Artists statement

Artist Leonard French said of this work:-
"The centre panel suggests a tree of knowledge growing out of a jewelled fish (a spiritual accompaniment is intended), and from the tree birds rise, spreading out through the cloud shapes of the other panels. Hands and figures rise from the earth, reaching for the birds.
The left hand panel depicts the journey of figures in a boat, the seeking after or journeying to the source of knowledge. The far right hand panel is the garden, figures in a primitive state, a sort of evolution of figures from a primitive garden (the first garden).
Visualization, verbalization, music and dance are tools we have to express a concept. The analysis of an art work is a delicate and sensitive task and great harm can be done in an attempt to become verbal about a form which relies upon elements peculiar to itself for intrinsic meaning."

Historical information

Leonard FRENCH (OBE) (08 October 1928 - 10 January 2017)
Born Brunswick, Victoria
Died Heathcote, Victoria

Known for his enormous dalle de verre (concrete and slab glass) ceiling in the Great Hall of the National Gallery of Victoria Leonard French produced a large body of work throughout his lifetime. French won the Sulman Prize in 1960, and the Blake Prize for Religious Art in 1963 and in 1980. He was also awarded a Harkness Fellowship in 1965. In the Queen's Birthday Honours of June 1968 he was appointed an Officer of the Order of the British Empire.

In early 1959 Leonard French was commissioned by the Ballarat Teachers' College students to paint a mural. The students were responsible for the payment of the work. When unveiled artist George Bush remarked: "the 1959 students have left something not just to 'oooh' and 'ah' at, but something that is thought provoking, arresting and interesting. This work of art keeps something in reserve and draws you to search for deeper meaning behind the splendour of colour. This mural is not one which will not fade the interest of its beholders, but one which will provide intrigue for generations to come."

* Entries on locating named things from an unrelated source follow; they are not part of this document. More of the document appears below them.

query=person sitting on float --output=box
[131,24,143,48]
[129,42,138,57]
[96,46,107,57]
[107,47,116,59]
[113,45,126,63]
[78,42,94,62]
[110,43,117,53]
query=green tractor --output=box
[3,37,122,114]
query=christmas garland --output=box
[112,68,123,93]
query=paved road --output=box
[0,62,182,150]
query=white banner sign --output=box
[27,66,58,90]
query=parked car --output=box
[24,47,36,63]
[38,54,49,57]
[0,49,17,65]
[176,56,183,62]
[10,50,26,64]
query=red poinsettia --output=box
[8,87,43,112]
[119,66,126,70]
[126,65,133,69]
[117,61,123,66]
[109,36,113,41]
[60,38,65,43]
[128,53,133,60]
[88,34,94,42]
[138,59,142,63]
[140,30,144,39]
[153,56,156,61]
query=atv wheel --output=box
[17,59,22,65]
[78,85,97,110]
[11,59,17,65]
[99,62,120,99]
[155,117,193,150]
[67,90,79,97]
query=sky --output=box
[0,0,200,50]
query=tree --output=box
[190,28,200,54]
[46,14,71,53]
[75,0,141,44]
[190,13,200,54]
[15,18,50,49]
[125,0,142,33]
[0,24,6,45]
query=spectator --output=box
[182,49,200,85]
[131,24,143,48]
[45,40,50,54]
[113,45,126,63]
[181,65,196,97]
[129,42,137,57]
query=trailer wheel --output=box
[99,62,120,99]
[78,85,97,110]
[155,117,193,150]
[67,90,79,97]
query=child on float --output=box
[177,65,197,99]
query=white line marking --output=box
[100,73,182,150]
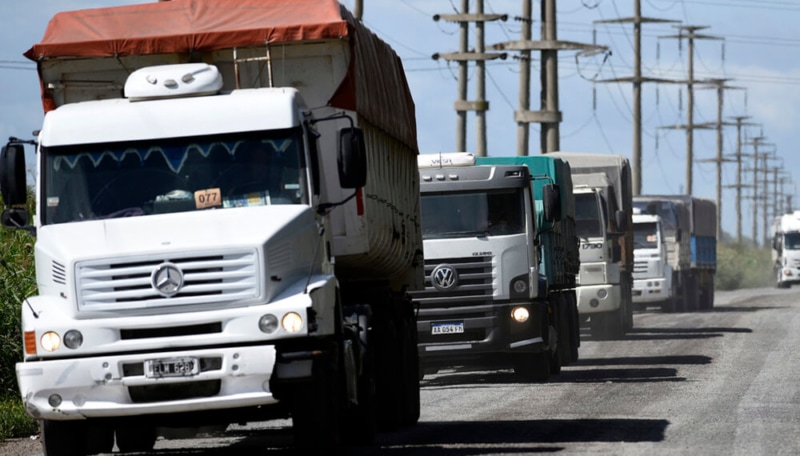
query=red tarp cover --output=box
[24,0,417,152]
[25,0,348,60]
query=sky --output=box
[0,0,800,239]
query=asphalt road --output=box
[0,287,800,456]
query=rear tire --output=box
[115,425,158,453]
[514,350,552,383]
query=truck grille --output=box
[76,250,259,311]
[413,256,494,308]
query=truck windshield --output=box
[42,129,307,224]
[783,233,800,250]
[633,222,658,249]
[421,188,525,239]
[575,193,604,238]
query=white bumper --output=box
[632,277,671,303]
[17,345,277,420]
[575,284,622,315]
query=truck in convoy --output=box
[633,195,717,312]
[413,152,561,382]
[633,207,676,310]
[548,152,633,339]
[0,0,422,450]
[770,211,800,288]
[477,155,581,366]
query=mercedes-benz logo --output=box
[150,263,183,298]
[431,264,458,291]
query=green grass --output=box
[0,397,39,442]
[0,192,775,441]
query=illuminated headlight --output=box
[64,329,83,350]
[281,312,303,333]
[39,331,61,352]
[511,279,528,294]
[511,307,531,323]
[258,314,278,334]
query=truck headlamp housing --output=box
[511,306,531,323]
[39,331,61,352]
[64,329,83,350]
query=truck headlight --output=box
[511,307,531,323]
[39,331,61,352]
[258,314,278,334]
[281,312,303,333]
[64,329,83,350]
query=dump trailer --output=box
[0,0,424,450]
[548,152,633,339]
[770,211,800,288]
[633,195,718,312]
[413,152,569,382]
[477,155,580,366]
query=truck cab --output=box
[412,153,560,381]
[632,207,674,309]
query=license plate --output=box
[144,358,200,378]
[431,322,464,334]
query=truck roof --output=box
[24,0,418,152]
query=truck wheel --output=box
[291,342,346,450]
[553,293,573,366]
[115,425,158,453]
[343,306,375,445]
[514,350,551,383]
[40,420,88,456]
[589,307,625,340]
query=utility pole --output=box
[665,25,721,195]
[490,0,608,155]
[699,79,741,240]
[726,116,756,244]
[594,0,678,195]
[433,0,507,157]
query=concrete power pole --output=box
[433,0,507,157]
[665,25,721,195]
[698,79,741,240]
[594,0,678,195]
[490,0,608,155]
[726,116,756,244]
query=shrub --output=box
[715,242,775,290]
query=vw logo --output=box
[150,263,183,298]
[431,264,458,291]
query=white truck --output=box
[633,207,676,310]
[413,152,569,382]
[771,211,800,288]
[0,0,424,456]
[548,152,633,339]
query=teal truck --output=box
[477,155,580,365]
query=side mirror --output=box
[0,144,28,207]
[614,211,628,233]
[0,208,30,228]
[337,127,367,188]
[542,184,561,222]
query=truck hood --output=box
[36,205,314,263]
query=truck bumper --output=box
[417,302,548,366]
[631,277,671,304]
[16,345,277,420]
[575,284,622,315]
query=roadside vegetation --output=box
[0,188,38,441]
[0,210,774,442]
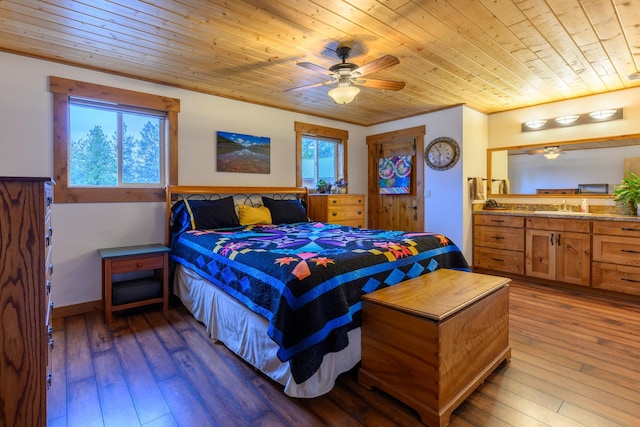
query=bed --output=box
[167,186,469,397]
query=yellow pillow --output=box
[238,205,271,225]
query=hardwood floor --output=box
[48,282,640,427]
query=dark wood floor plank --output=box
[113,329,171,425]
[65,315,94,383]
[93,352,140,427]
[158,376,215,427]
[182,330,269,419]
[67,378,104,427]
[129,314,176,380]
[47,318,67,425]
[49,281,640,427]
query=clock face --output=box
[424,137,460,170]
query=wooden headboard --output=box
[165,185,309,244]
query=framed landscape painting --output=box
[216,131,271,174]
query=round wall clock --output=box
[424,136,460,171]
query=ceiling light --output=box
[544,147,560,160]
[524,120,547,129]
[589,109,618,120]
[555,114,580,125]
[328,86,360,104]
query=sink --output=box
[533,211,593,216]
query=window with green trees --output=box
[69,99,165,187]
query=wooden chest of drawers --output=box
[473,215,524,274]
[592,221,640,295]
[309,194,365,227]
[0,177,53,427]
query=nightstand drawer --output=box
[111,254,164,274]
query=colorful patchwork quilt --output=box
[171,222,469,383]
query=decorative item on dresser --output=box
[0,177,54,427]
[309,194,365,227]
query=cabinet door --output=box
[555,232,591,286]
[525,230,556,280]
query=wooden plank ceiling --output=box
[0,0,640,125]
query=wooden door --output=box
[525,230,557,280]
[556,232,591,286]
[367,126,425,231]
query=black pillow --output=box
[262,197,309,224]
[171,197,240,233]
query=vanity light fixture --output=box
[554,114,580,126]
[522,108,622,132]
[523,120,547,130]
[589,109,618,120]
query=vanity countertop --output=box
[473,209,640,222]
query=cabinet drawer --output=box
[473,225,524,251]
[473,214,524,228]
[593,221,640,237]
[327,206,364,223]
[111,254,164,274]
[526,218,591,233]
[327,194,364,209]
[593,262,640,295]
[593,235,640,266]
[473,248,524,274]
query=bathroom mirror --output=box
[487,134,640,198]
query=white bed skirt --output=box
[173,265,361,398]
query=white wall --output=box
[0,52,367,307]
[367,106,476,262]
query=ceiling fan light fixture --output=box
[555,114,580,125]
[589,109,618,120]
[328,86,360,104]
[543,147,561,160]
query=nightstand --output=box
[98,244,170,324]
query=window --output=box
[295,122,349,188]
[50,77,180,203]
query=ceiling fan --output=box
[527,145,565,160]
[287,46,405,104]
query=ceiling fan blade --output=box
[297,62,329,75]
[353,78,405,90]
[283,80,335,92]
[354,55,400,76]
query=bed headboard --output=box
[165,185,309,244]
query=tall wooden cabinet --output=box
[0,177,53,427]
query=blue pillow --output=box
[171,197,240,233]
[262,197,309,224]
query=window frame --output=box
[294,122,349,192]
[49,76,180,203]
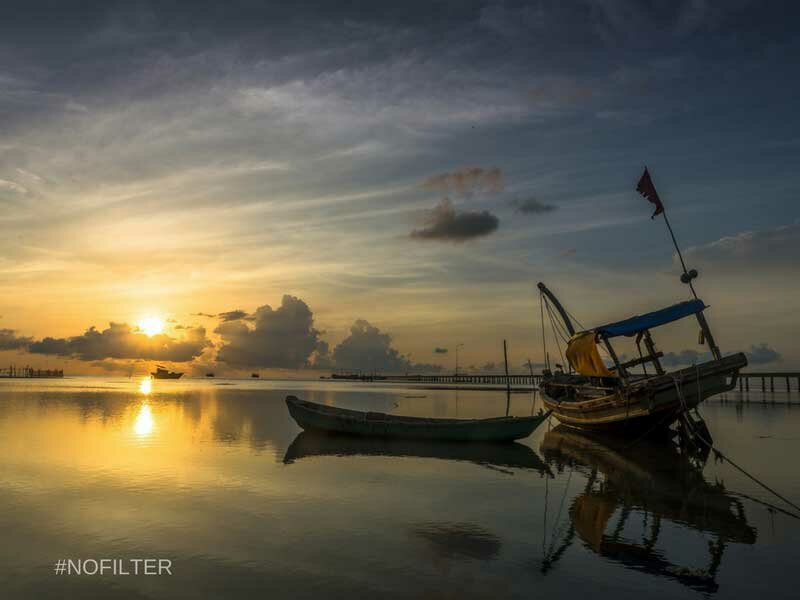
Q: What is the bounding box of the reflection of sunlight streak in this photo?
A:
[133,402,153,437]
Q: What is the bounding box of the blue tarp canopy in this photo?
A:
[595,299,706,337]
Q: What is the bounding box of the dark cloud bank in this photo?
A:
[661,342,783,367]
[411,198,500,243]
[215,295,441,373]
[25,323,211,362]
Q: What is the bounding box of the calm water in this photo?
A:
[0,378,800,600]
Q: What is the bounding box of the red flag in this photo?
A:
[636,167,664,219]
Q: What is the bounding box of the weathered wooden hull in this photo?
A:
[283,431,550,473]
[286,396,547,442]
[542,353,747,436]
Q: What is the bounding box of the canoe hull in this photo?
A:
[286,396,547,442]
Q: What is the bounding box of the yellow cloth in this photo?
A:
[567,331,617,377]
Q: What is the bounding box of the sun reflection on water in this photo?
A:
[139,377,153,396]
[133,402,153,437]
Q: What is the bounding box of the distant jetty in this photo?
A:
[0,365,64,379]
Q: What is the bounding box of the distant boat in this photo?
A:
[539,283,747,437]
[150,366,183,379]
[286,396,549,442]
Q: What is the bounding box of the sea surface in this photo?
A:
[0,378,800,600]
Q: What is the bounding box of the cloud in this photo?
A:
[217,310,248,321]
[661,342,783,367]
[214,294,321,369]
[411,198,500,243]
[422,167,503,198]
[332,319,441,373]
[27,323,211,362]
[745,342,783,365]
[511,198,557,215]
[333,319,411,373]
[0,179,28,195]
[0,329,32,350]
[674,223,800,270]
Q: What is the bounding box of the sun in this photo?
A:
[138,317,164,336]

Originally French intended the mural to be five panels, each entitled (left to right) 'the Journey', 'Man', 'The Tree', 'The Earth', 'The Garden'. The finished mural was reduced to four panels with the central tree incorporated into the panels 'Earth' and 'Man'.

Ballarat Teachers' College Art lecturer Arch Cuthbertson explained that the artist:-
"Aims at evoking emotional flashed, opening doors to simultaneous thinking and feeling. To accomplish this he juxtaposes the threads of conscious and unconscious images, thus effecting a tapestry that allows many points of reference to converge upon his singular images. Whether the colours offer metaphysical sensations or convey a literal meaning will depend upon the breadth and depth of the viewer's experience. Similarly with the bird - we might well ask is it a defiance of gravity, a metaphysical ascension or the elusive winged knowledge? Again the answer could well be that these three associations have a singular purpose. "

This item is part of the Federation University Art Collection. The Art Collection features over 2000 works and was listed as a 'Ballarat Treasure' in 2007.

Physical description

A four panel mural by Leonard French, commissioned and gifted by the Ballarat Teachers' College Student in 1959. Art lecturer Arch Cuthbertson was highly involved in this commission.

Artist Charles Bush unveiled the mural at the Ballarat Teachers' College in Gillies Street, Ballarat. At that time he said:-
"You have left behind you on object which will be full of interest to a lot of people. A work of art, so long as it is in existence, is constantly under review. Most of the good things that keep on going are usually to the uninitiated a little worrying. Many of you will be worried by this, because it does not make its message immediately clear. But come back and assess it again and again."